Wtorek, 2 listopada 2021
WydawcaRelacja
AutorPiotr Stankiewicz
Recenzent(et)
Miejsce publikacjiWarszawa
Rok publikacji2021
Liczba stron208
Tekst pochodzi z numeru MLKMagazyn Literacki KSIĄŻKI 10/2021

Książka doskonale wpisuje się w nurt nostalgii za ejtisami, podsycanej głównie serialami (takimi jak „Stranger Things” czy „Rojst”). Adresowana jest do bardzo konkretnej czytelniczej publiczności – dla tych, których PESEL zaczyna się od cyfry „8”, choć i  urodzeni w drugiej połowie lat siedemdziesiątych świetnie się w tej lekturze odnajdą. Moje dzieciństwo i szczenięce lata też przypadły w tych czasach, kiedy były CPN-y, NRD, napój „Ptyś”, Stadion Dziesięciolecia, a ludzie wyjmowali na noc radia z samochodów.

Piotr Stankiewicz, filozof i  pisarz, wprowadza czytelnika w klimat wspomnień, porywa w sentymentalną podróż w czasie, a lektura jak czas… upływa niezwykle szybko, co jest zasługą prostej formy, w jakiej została napisana. Jak wyjaśnia wydawca, stosowali ją Amerykanin Joe Brainard i Francuz Georges Perec.

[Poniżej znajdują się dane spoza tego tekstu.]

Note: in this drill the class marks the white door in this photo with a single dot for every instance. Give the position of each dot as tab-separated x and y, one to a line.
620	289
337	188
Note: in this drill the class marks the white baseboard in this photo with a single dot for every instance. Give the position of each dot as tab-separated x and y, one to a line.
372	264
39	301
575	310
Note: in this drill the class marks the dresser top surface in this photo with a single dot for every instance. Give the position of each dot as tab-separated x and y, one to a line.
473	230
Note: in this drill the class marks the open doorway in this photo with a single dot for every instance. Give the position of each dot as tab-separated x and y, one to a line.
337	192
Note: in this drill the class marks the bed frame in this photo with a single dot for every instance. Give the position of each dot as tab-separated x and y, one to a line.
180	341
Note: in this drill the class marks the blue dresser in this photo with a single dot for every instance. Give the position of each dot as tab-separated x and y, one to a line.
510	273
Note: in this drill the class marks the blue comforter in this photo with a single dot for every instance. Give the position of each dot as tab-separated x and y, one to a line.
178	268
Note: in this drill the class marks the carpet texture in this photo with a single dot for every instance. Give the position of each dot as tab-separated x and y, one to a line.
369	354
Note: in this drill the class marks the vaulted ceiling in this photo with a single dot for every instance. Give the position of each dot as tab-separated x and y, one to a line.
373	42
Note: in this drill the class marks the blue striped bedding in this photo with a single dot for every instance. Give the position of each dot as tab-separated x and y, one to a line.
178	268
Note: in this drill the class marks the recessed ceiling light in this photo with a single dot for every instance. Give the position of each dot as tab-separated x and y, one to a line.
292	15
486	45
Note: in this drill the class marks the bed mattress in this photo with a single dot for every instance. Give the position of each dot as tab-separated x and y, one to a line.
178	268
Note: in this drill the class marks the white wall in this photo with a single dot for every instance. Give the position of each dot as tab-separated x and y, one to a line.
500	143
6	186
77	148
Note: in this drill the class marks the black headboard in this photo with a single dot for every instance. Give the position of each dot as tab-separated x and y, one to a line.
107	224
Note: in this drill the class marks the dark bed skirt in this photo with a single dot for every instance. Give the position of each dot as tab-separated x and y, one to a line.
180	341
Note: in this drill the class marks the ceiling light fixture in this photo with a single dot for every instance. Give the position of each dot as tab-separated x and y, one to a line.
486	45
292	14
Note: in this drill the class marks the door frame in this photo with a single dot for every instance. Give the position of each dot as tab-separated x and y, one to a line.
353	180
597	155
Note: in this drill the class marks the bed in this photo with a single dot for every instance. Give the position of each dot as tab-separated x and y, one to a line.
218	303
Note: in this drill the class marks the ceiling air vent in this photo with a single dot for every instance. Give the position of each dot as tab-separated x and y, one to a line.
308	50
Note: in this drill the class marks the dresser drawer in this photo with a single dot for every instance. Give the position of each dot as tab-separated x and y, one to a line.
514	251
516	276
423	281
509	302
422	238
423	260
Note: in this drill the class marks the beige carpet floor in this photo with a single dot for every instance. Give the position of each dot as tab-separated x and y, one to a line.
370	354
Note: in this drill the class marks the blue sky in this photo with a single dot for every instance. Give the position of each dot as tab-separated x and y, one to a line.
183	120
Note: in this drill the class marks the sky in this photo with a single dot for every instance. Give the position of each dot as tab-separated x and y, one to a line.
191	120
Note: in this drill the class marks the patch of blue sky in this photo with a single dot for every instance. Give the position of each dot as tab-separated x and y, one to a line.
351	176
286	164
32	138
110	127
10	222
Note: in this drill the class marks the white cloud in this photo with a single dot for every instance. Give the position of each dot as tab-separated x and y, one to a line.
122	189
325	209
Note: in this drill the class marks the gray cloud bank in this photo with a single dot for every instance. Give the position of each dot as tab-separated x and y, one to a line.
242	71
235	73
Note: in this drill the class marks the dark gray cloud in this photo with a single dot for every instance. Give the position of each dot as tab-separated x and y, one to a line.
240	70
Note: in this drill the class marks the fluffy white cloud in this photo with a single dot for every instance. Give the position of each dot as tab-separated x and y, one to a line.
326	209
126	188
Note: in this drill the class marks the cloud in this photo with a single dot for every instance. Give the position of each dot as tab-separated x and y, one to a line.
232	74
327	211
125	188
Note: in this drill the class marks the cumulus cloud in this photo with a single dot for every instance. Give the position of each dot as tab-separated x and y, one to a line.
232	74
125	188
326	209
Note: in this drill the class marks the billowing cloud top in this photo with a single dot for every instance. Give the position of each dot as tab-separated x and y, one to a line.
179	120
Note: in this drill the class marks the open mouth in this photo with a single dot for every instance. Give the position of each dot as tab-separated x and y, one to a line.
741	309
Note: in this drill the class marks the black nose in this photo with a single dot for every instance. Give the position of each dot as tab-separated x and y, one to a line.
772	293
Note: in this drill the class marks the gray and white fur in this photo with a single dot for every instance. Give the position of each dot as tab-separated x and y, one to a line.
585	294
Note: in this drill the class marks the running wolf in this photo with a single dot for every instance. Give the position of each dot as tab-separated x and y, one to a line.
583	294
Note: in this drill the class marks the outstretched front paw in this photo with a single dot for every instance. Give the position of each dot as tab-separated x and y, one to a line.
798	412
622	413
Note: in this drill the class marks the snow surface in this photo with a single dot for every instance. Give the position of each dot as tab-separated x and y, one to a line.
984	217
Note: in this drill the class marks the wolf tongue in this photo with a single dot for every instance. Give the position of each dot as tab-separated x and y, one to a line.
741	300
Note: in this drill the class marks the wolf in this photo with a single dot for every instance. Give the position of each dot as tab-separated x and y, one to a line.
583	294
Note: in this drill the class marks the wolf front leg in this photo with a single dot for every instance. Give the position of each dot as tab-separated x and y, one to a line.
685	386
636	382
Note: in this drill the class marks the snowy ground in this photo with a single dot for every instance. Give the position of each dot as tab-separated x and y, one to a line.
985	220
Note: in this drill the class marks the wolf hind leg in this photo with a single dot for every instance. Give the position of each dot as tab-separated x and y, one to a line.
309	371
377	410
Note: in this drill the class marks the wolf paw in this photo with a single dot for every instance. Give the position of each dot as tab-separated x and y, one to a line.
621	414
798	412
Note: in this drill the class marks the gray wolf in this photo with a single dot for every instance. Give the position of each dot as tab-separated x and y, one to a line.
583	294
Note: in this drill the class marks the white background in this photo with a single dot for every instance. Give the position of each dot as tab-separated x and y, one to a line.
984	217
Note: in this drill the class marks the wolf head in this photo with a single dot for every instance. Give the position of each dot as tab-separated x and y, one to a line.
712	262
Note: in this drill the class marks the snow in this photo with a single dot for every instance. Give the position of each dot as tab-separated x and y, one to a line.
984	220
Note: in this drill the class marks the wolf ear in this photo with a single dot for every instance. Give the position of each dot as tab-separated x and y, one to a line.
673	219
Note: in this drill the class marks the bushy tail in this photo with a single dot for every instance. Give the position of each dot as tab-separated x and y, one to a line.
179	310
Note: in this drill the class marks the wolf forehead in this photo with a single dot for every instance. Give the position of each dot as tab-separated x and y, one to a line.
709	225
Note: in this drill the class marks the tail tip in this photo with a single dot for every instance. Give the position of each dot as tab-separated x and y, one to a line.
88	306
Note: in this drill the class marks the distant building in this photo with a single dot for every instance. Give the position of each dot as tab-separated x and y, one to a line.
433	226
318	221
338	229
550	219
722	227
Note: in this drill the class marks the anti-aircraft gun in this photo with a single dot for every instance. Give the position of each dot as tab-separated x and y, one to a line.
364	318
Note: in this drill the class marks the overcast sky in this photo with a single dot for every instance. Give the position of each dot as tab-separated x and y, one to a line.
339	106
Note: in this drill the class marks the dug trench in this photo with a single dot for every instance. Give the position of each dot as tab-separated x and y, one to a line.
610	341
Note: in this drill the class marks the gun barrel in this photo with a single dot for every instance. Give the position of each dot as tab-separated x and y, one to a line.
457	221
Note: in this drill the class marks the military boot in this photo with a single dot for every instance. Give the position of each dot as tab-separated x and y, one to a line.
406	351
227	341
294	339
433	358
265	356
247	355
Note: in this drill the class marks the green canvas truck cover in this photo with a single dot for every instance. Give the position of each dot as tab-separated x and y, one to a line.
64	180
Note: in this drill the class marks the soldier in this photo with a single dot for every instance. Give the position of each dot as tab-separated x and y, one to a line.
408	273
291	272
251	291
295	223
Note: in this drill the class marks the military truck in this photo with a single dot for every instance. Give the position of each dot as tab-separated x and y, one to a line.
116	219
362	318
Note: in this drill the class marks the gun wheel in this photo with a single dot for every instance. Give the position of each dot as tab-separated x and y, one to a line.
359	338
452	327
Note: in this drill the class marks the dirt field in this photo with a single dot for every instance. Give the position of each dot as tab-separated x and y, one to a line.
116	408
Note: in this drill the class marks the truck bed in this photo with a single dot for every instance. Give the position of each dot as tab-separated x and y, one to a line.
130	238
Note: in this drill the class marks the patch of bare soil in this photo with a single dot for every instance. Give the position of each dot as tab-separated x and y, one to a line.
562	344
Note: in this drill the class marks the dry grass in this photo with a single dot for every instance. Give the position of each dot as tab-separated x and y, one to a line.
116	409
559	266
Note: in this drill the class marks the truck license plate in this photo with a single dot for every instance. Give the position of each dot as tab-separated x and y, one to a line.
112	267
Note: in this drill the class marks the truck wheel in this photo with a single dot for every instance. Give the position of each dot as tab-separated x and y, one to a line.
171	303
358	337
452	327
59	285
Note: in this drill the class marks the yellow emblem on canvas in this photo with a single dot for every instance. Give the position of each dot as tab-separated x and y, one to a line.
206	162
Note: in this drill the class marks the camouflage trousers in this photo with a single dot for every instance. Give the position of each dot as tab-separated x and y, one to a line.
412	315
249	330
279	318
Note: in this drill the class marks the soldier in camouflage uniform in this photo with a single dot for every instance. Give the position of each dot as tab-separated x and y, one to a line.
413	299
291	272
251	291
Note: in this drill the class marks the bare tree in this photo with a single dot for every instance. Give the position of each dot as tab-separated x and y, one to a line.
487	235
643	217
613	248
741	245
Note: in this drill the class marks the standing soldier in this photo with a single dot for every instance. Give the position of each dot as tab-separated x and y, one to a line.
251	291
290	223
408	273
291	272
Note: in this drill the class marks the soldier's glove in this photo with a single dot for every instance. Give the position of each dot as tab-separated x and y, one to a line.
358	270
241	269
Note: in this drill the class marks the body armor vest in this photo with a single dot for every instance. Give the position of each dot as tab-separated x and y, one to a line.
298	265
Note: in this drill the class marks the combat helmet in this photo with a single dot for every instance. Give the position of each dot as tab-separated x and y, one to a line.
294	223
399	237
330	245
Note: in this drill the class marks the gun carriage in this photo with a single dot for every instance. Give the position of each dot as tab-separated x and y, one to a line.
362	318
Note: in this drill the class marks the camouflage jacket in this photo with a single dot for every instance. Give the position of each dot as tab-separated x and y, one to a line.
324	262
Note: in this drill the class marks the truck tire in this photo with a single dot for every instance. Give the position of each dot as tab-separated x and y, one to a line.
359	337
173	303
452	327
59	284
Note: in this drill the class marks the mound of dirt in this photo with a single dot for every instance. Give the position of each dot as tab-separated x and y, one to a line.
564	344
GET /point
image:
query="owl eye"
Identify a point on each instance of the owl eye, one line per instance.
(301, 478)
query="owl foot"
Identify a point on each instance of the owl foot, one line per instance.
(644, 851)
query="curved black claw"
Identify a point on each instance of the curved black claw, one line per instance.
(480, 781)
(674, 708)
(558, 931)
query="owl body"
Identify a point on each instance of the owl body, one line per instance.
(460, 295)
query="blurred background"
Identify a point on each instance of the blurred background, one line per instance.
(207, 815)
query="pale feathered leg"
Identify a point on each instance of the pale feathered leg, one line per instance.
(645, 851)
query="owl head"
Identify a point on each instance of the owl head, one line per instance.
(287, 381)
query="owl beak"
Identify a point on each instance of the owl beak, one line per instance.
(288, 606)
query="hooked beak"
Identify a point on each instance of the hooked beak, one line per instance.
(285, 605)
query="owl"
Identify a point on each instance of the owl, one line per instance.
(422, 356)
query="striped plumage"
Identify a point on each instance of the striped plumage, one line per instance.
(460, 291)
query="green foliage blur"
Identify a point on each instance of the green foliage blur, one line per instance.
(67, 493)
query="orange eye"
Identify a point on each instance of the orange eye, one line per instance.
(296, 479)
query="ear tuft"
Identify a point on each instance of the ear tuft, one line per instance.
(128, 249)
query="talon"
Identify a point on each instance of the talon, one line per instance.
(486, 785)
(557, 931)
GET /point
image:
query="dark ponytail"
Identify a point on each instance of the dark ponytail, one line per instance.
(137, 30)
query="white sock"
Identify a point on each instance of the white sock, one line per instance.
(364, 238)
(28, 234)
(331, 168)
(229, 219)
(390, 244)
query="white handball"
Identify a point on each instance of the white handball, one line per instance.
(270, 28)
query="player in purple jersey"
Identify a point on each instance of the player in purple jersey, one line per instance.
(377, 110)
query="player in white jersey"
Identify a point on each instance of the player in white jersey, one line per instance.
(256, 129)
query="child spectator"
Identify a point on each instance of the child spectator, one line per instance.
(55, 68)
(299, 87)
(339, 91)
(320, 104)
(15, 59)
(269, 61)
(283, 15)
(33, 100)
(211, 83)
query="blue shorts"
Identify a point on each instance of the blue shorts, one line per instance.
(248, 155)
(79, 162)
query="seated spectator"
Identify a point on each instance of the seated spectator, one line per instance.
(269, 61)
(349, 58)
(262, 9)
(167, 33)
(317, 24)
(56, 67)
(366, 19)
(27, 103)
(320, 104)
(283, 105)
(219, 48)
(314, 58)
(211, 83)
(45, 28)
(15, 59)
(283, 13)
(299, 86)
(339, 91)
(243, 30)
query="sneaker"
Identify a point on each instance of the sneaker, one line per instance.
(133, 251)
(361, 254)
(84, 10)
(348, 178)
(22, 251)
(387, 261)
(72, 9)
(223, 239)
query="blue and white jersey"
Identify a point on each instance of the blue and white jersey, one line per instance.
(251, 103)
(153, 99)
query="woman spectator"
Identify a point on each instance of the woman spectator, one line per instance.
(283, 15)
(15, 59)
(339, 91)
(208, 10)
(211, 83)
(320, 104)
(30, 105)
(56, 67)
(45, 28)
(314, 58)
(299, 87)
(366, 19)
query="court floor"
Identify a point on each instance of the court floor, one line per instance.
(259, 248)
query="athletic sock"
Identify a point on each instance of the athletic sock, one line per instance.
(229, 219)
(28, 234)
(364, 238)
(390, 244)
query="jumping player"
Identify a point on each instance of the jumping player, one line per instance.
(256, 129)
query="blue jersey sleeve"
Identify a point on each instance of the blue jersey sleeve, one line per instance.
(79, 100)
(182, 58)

Każdy akapit rozpoczyna się od tytułowego słowa „Pamiętam”. Najczęściej są to pojedyncze zdania oznajmujące, jak to: „Pamiętam Sigmę i Pi – czekajcie na kolejny rozkaz z Matplanety”. Te skrawki wspomnień dotyczą życia autora, służą za tło wydarzeń historycznych i społecznych w latach 1980-2010, są, jak to trafnie ktoś określił, „Jak kartki z kalendarza, jak zdjęcia z przedszkola, szkoły, studiów. Jak nagrania na zacinającej się kasecie VHS”.